Other work on promoting quality of medicines resulted in the adoption, by the WHO Expert Committee on Specifications for Pharmaceutical Preparations, of nine new WHO guidance texts. These were on topics such as the certification scheme for pharmaceutical starting materials, GMP-related issues and storage practices. Work on proposing international nonproprietary names also continued.
Figure 3 Enhancing local pharmaceutical production in China - increasing and projected increase in GMP-certified pharmaceutical manufacturers
Drug safety was also actively promoted. The WHO Drug Dictionary provides information on all medicines that have been entered into the WHO database since 1968. National drug monitoring centres and many pharmaceutical companies around the world use it as the standard reference tool for coding drugs. In 2001, WHO strengthened its efforts to improve the database.
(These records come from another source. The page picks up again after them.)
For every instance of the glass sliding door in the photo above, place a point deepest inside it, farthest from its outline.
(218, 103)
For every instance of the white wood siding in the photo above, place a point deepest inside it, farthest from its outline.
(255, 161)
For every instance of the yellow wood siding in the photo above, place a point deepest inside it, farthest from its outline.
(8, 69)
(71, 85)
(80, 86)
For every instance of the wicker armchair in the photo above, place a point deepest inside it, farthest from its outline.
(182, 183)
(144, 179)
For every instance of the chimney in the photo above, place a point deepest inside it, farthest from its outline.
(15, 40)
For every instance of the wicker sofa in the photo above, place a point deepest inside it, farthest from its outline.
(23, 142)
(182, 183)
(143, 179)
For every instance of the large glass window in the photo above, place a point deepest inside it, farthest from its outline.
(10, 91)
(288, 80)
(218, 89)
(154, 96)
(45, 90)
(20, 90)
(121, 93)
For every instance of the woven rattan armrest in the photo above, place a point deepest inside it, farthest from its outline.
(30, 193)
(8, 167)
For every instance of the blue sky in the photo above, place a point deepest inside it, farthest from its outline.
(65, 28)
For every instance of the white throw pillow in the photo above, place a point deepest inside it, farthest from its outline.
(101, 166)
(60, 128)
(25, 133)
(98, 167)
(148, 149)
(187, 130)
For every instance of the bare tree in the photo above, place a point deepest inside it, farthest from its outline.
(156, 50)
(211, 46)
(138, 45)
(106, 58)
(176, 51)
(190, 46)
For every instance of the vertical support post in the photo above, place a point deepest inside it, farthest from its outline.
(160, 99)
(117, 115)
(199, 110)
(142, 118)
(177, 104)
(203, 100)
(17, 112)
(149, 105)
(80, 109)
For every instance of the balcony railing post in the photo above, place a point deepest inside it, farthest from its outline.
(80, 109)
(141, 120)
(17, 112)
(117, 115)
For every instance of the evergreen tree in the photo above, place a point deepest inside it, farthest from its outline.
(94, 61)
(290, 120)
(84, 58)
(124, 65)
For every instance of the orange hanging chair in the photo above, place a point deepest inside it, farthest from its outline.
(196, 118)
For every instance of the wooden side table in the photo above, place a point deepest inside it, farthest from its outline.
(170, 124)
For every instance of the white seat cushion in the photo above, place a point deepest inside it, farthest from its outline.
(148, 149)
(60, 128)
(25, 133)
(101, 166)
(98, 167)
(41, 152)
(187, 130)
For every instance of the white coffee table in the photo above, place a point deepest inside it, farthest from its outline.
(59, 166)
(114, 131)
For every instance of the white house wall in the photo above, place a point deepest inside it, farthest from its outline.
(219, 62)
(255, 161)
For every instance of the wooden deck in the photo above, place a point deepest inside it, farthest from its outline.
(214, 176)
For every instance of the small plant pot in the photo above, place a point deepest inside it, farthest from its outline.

In 1995, the European Union (EU) commissioned the European Agency for the Evaluation of Medicinal Products to set up an adverse drug reactions database for the EU. The first version of the Eudra Vigilance database was launched in December 2001. Concern has been raised over problems that could arise due to the existence of two levels of monitoring: international WHO monitoring and European regional monitoring.
Access to WHO's international adverse drug reaction (ADR) monitoring database was simplified during 2001. The database will become available as a website for national pharmacovigilance centres in 2002. It is the cornerstone of the WHO International Programme on International Drug Monitoring (in which 68 countries participate), operated by the Uppsala Monitoring Centre in Sweden.
"The global epidemics of HIV/AIDS, tuberculosis, and malaria continue to spread. Yet, there is a growing recognition of the vulnerability faced by poor and marginalized communities, and of the impact such vulnerability has on global stability and growth. We know now, more than ever, that there is no wall between the wealthy and poor nations of the world."
James D. Wolfensohn, President of the World Bank in foreword to Global Plan to Stop TB. Phase 1:2001-2005.
Additionally, growing awareness of the need to ensure the safety of herbal medicines stimulated efforts to increase safety monitoring and pharmacovigilance for this type of health care. WHO worked with the Uppsala Monitoring Centre to incorporate monitoring of herbal medicines in the Programme on International Drug Monitoring.